KHAOS: Since you refuse to answer my calls or texts, I guess I have to result to using your boyfriend's phone.
KHAOS: That's what he is now, right?
KHAOS: I’m going to call. Next time pick up the phone or I’ll break more than his hand.
I felt my chest feel suddenly hollow and my
adrenaline kick up into high gear when I gripped onto my phone until I felt my fingers tingle. My knuckles went white and I knew my days of hiding out with Khaos were over.
You could only ignore Dove and keep secrets for so long.
Pulling up my still damp shorts and pulling his discarded shirt over my head, I rushed down the stairs trying to act normal when every part of my body was malfunctioning. None of my senses worked properly and hiding it seemed impossible.

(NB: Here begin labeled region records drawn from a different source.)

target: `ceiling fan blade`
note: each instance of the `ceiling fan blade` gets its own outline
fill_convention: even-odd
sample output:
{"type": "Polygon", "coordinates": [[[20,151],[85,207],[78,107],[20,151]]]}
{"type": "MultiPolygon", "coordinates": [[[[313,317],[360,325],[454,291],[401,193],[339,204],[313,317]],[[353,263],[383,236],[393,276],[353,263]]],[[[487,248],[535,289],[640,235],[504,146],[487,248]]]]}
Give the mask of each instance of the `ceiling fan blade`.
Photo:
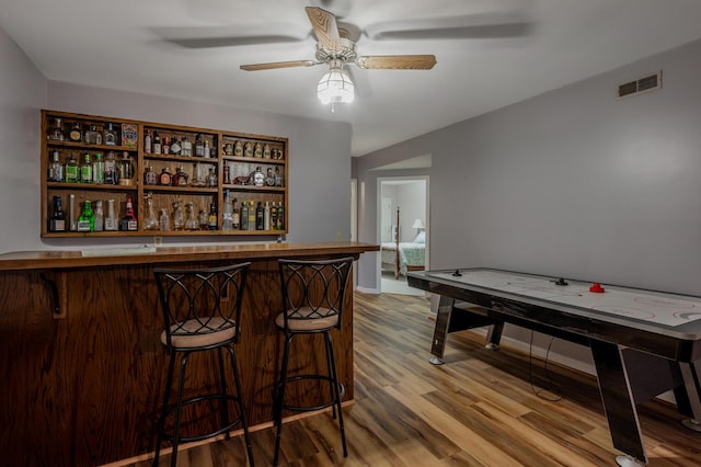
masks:
{"type": "Polygon", "coordinates": [[[317,41],[326,50],[341,50],[341,36],[336,16],[333,13],[317,7],[304,8],[311,26],[314,29],[317,41]]]}
{"type": "Polygon", "coordinates": [[[506,38],[528,35],[532,26],[522,13],[481,13],[388,21],[369,25],[365,29],[365,34],[374,41],[506,38]]]}
{"type": "Polygon", "coordinates": [[[271,64],[241,65],[239,68],[245,71],[258,71],[277,68],[313,67],[314,65],[320,65],[320,62],[314,60],[273,61],[271,64]]]}
{"type": "Polygon", "coordinates": [[[356,65],[366,69],[429,70],[436,65],[434,55],[372,55],[358,57],[356,65]]]}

“Captain crunch or fruit loops?” Khaos’s voice was just as playful and happy as normal when I leaned against the wall trying to cover up anything being wrong.
“I have to take a call, but I’ll be back in a minute.”
I took in Khaos behind the island still smiling like a dork when he replied when I was hoping he wouldn’t. “Okay, but don’t be upset when you end up with captain crunch scratching the roof of your mouth because you couldn’t decide. Hurry before it gets soggy.”
Still leaning against the wall, I tried to commit him to memory, just like this, before it came crashing down. I could only keep my two worlds from colliding for so long, and it looked like my time was up.
The phone still in my thunderous grip vibrated right through my attention span and snatched me away from worshipping Khaos the same way he did me when he thought I didn’t notice. The dove emoji was at the top of the screen when I slipped out of the side door while Khaos continued jamming to Kanye West while eating his cereal.
Pressing the green button once I was far enough away from the house, down the driveway, I felt all the air escape my lungs and my heart panic in the wake of no oxygen. His voice was unforgiving the way I expected, “About time we talk, isn’t it?”
Swallowing a bucket of moisture while my trembling lips shook, I was breathing heavily out of my nostrils as I waited for the slap, punch, or hit coming next.
“Have you lost sight of him being a mark, Little Bird? Do you need a reminder more than his broken hand?”